Chart of the day: Uninsured workers overwhelmingly cite cost as reason

From an ungated EBRI Fast Facts PDF:

ebri why uninsured

This chart is particularly interesting in light of news that the Administration is considering extending subsidies to Taft-Hartley plans, which already benefit from the preferential tax treatment of employer-based health insurance. Without passing judgement on the legality, wisdom, or justice of such a move, it would clearly make such plans more affordable. And, per the chart above, affordability of employer-sponsored plans is a significant issue, their tax exclusion notwithstanding.

More from Avik Roy:

The issue at hand is the way Obamacare affects multi-employer health plans, also known as Taft-Hartley plans. These plans consist of employer-sponsored health insurance that is arranged between a labor union in a particular industry, such as restaurants, and small employers in that sector. Approximately 20 million workers in the United States are covered under such arrangements, including 800,000 of the 1.3 million members of the United Food and Commercial Workers International Union, whose leader, Joseph Hansen, signed the letter I described above.

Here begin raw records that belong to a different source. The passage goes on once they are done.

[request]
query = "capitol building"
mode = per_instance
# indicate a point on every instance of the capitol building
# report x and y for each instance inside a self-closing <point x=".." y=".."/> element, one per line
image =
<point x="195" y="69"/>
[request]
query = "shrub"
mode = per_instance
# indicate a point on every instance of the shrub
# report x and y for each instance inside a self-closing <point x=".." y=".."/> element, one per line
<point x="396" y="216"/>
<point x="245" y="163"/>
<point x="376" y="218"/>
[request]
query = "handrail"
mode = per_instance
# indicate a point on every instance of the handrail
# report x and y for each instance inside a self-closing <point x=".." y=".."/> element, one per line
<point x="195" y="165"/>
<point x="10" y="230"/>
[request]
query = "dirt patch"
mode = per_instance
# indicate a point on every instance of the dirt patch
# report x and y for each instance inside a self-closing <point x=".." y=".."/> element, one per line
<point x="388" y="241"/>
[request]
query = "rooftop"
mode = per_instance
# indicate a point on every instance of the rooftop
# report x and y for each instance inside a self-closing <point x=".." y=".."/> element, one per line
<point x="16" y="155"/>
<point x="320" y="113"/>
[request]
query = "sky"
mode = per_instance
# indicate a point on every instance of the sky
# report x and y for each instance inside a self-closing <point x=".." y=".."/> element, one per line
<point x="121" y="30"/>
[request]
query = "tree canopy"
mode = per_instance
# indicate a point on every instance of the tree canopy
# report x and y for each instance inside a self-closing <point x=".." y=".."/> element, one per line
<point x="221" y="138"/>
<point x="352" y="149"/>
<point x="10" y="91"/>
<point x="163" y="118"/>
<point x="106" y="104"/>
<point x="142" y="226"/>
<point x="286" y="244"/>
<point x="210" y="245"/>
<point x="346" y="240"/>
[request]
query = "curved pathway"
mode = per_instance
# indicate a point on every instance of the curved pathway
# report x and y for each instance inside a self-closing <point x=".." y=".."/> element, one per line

Workers with employer-sponsored coverage don’t qualify for subsidized coverage on Obamacare’s insurance exchanges. Those subsidies are designed for low-income people who aren’t offered coverage from the employers, and have to shop for insurance on their own. But the labor union leaders want those subsidies to also apply to their members with employer-sponsored coverage, even though they already get those benefits tax-free due to the employer tax exclusion for health insurance.